The Strange Case of the Idea of Rusticity
Rustic landscape, people with burden on their heads, thatched huts and muddy trails and all other thousand and one images of a cool and calm life enchant one to the degree that one keeps paintings of village life hung on walls. Those paintings which depict women’s faces covered with their saree ends and a bullock-cart passing by have been seen by all in the cities. Such is the condition that one craves to go to rural areas on holidays, albeit only those rural areas which have a luxury hotel or spa in the midst. How good is this idea of rusticity? Benevolent and malevolent?
It can be gauged by all that the psyche of a city dwelling individual is different from that of a villager. Firstly, the whole fashion system is different. Villagers are conservative in their sense of fashion and tend to cover their whole bodies even in sweltering heat. The luxury of wearing shorts in the summer season is not theirs. And for women, come heat or rain or cold, it is like every pore of the body should be covered. Secondly, there is a great difference in verbal communication style of villagers. By communication it is meant the phrases, tones and matter that is used. A villager calls a ‘charcha’ (discussion) as ‘charch’, thus confusing any city dweller as to why one should go to a ‘church’ for talking. Also, the subject matter is always about the other: he did this to me/should this be a respectable way to behave and so on. Thirdly, there is a great focus on what is a respectable way to do daily things of life. It is as if the whole world will conjure against one if a certain benchmark activity is not done. The society will spit on them or ostracize them if a certain condition is not met.

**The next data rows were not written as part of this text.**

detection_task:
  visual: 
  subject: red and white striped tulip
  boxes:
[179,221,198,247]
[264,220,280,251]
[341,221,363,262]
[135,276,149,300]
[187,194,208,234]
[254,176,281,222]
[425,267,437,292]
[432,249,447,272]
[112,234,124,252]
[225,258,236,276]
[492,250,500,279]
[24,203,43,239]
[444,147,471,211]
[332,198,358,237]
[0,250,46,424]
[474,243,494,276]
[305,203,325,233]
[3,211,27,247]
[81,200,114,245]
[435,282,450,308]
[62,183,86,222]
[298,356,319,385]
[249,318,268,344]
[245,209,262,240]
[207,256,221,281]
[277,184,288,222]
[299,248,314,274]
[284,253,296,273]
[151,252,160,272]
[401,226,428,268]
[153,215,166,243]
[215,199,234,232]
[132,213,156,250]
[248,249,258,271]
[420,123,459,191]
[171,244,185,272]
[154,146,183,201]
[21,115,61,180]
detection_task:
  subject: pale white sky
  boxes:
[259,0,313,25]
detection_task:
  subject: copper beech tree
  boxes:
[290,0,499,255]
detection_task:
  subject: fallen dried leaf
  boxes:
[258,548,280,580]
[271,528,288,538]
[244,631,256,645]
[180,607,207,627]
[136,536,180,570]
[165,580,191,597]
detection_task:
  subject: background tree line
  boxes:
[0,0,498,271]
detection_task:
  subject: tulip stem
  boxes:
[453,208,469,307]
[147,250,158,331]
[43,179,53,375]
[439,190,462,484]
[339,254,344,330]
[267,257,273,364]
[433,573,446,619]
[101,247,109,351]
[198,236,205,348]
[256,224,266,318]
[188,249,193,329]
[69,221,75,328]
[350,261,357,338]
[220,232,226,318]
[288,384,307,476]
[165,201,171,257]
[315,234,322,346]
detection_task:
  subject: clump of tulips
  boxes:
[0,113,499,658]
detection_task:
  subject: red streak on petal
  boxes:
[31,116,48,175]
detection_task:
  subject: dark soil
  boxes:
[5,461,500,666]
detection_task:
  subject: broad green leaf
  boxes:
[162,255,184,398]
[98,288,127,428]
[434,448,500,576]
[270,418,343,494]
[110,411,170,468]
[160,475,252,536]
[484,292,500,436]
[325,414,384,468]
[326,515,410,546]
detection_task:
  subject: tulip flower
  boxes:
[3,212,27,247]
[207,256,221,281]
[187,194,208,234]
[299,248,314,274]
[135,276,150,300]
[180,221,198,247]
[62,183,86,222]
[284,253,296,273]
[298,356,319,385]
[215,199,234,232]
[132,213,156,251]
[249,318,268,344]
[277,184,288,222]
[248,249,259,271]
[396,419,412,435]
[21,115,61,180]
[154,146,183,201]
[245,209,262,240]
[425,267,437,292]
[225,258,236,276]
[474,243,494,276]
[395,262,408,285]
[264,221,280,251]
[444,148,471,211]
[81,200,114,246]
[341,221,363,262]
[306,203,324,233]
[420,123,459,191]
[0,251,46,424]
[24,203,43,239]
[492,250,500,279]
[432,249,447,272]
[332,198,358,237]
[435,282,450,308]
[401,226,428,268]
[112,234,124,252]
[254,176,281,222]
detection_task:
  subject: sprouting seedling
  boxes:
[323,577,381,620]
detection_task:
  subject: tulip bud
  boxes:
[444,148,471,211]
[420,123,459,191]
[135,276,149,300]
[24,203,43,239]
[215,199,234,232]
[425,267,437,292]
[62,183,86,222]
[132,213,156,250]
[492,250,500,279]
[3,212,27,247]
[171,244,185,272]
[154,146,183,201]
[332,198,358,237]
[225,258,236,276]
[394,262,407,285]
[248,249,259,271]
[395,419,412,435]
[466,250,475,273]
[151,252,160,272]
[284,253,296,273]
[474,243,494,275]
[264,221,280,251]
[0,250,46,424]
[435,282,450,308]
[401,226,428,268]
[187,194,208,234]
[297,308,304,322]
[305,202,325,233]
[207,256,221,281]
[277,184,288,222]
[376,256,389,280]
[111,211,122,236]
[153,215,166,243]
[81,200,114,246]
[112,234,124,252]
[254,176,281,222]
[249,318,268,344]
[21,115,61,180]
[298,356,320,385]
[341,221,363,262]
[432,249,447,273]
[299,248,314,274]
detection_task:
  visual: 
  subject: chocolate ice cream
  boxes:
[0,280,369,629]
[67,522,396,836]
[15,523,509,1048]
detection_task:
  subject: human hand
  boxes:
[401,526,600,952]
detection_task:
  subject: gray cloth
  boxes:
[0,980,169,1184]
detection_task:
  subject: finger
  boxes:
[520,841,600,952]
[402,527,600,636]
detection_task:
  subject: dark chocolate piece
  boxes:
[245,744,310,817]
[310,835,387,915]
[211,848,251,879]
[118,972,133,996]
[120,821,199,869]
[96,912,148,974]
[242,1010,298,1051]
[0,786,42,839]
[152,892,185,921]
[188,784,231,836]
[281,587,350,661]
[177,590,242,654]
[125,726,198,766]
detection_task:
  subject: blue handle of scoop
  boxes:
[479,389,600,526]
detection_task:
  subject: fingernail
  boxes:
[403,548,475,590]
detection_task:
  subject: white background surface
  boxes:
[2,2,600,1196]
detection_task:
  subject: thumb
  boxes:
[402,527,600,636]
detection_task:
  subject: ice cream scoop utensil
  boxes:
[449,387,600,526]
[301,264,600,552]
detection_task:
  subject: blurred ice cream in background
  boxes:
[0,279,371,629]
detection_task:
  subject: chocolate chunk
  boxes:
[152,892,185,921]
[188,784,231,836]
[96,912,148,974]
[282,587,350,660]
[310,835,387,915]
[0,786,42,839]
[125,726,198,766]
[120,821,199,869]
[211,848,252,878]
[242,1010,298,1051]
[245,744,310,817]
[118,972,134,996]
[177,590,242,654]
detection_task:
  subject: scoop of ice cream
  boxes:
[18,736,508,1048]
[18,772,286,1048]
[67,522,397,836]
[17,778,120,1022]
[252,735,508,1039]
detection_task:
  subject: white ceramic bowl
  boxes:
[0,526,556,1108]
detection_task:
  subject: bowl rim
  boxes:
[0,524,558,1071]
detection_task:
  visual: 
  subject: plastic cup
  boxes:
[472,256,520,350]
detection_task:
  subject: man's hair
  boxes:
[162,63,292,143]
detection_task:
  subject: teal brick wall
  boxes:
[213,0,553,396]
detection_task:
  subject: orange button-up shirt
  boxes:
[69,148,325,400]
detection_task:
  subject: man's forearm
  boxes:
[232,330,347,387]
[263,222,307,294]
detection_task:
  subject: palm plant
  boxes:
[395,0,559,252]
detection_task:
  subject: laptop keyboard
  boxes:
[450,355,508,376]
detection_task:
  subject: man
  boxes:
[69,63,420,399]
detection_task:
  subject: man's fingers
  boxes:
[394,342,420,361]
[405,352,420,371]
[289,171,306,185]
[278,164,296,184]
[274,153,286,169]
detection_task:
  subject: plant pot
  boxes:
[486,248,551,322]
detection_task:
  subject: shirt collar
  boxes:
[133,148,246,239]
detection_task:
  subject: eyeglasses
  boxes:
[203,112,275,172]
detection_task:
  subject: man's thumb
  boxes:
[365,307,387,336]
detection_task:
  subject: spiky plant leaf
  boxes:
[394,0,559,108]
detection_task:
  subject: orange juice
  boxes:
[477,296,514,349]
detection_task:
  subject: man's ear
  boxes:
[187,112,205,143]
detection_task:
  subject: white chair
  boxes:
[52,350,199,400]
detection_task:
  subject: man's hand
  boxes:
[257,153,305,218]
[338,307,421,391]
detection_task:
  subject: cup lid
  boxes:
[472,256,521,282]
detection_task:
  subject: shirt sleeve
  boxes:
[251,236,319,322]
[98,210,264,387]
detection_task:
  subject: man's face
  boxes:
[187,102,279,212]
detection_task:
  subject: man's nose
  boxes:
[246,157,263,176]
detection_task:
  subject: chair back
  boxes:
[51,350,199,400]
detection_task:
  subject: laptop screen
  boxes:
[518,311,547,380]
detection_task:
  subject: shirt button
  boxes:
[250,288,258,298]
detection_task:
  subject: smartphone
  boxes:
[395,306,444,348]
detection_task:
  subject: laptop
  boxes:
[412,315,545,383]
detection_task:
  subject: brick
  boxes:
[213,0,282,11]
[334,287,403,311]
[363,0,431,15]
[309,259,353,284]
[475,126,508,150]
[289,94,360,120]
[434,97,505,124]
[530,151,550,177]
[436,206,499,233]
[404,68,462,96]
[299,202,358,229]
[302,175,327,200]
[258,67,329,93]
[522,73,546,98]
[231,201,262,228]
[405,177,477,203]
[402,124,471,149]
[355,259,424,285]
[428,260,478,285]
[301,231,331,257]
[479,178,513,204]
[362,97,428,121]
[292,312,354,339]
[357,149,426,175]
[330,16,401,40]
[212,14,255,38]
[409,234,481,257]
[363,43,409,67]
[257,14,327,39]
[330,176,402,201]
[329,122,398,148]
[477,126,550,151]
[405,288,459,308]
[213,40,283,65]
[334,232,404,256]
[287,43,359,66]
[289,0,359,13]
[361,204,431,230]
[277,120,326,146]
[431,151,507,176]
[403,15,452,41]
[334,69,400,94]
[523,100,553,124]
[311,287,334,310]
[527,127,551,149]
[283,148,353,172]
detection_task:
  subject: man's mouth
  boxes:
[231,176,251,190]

City dwellers, on the other hand, are, first of all, carefree. No one cares in the city what the other is thinking, doing or speaking. This is starkly contrasted to the ways of a villager. Secondly, city dwellers have a very different sense of fashion. Even women in the city wear short clothes which may or may not be revealing. Again, very different from the culture of a village where even not keeping a ‘duppatta’ on head can bring sanctions from the society and familial people alike. Thirdly, and most importantly, city dwellers have, or at least work towards, free thought. The thought of going for a holiday to a hill station is not an alien thought for a city dweller, a thought of a grown up woman studying for a degree is not an alien thought for a city dweller, but, for a villager who is herself a woman, these thoughts bring reprobation and, at times, guilt.
Considering these differences, what can be judged about city dwellers and villagers?
Any individual with lofty ideals and a zeal to grow will affirm that these lines of Rabindranath Tagore are not only apt but a path to be followed.
Where the mind is without fear and the head is held high
Where knowledge is free
Where the world has not been broken up into fragments
By narrow domestic walls
Where words come out from the depth of truth
Where tireless striving stretches its arms towards perfection
Where the clear stream of reason has not lost its way
Into the dreary desert sand of dead habit
Where the mind is led forward by thee
Into ever-widening thought and action
Into that heaven of freedom, my Father, let my country awake.
Unfortunately, not even one aspect of Rabindranath’s poem applies favourably to village life. The mind in a village is full of fear, stigma and rudimentary thoughts on both life and health. Academic knowledge there is negligible, the world there is ‘broken up into fragments’, into ‘narrow domestic walls’ with no ‘stream of reason’. There is no ‘ever-widening thought and action’ and the place is like a ‘dreary desert sand of dead habit’.
Under these circumstances, why are city dwellers enchanted by village life?
One passing reason may be to go away to a different place. But, why not, people these days like spending their whole day in malls and cineplexes. This reason to go to a far off village is clumsy.
The only reason that can be thought of is the glamorisation of village life by painters, novelists and, most of all, by Bollywood. Painters and novelists are not much at fault. But, Bollywood, especially the old age movies, has brought such havoc to the minds of people that the damage done cannot be remedied.
One has seen movies in which the hero falls in love with a rustic beauty. It was and is hilarious to see a love affair in those times of bullock-carts as, even now, love affairs in a village is a taboo and has negative repercussions like being ostracized from the society with headlines in newspapers of the ugly act done. Bollywood could not find a decent story then and built everything on one theme: love affair. It is sickly to even think of the damage done.
City dwelling young men married and fantasized village beauties and village beauties kept waiting for a ‘hero’ to come and take them away. The glinting screens did show great visuals about farming land trails but failed to show the ugly side of life there. It is not that city life does not have its own share of ugliness, but depicting one area of life as glossy and the other area dull is an irreparable crime that Bollywood has committed.
In all, the idea of a beautiful and calm rustic life is only suited for those who are naive and dull. Anyone with their senses intact knows what hardship it is to not only reach a village but also to live there. Politics has been played by various forces to bring a gloss, a shine over village life but that sheen falls apart like a house of cards once one gains first hand village life experience.
Naivety is a crime as it replicates itself among the masses. Naive ones fantasize village life, real ones have a taste of village and run away. After all, it all comes down to common sense.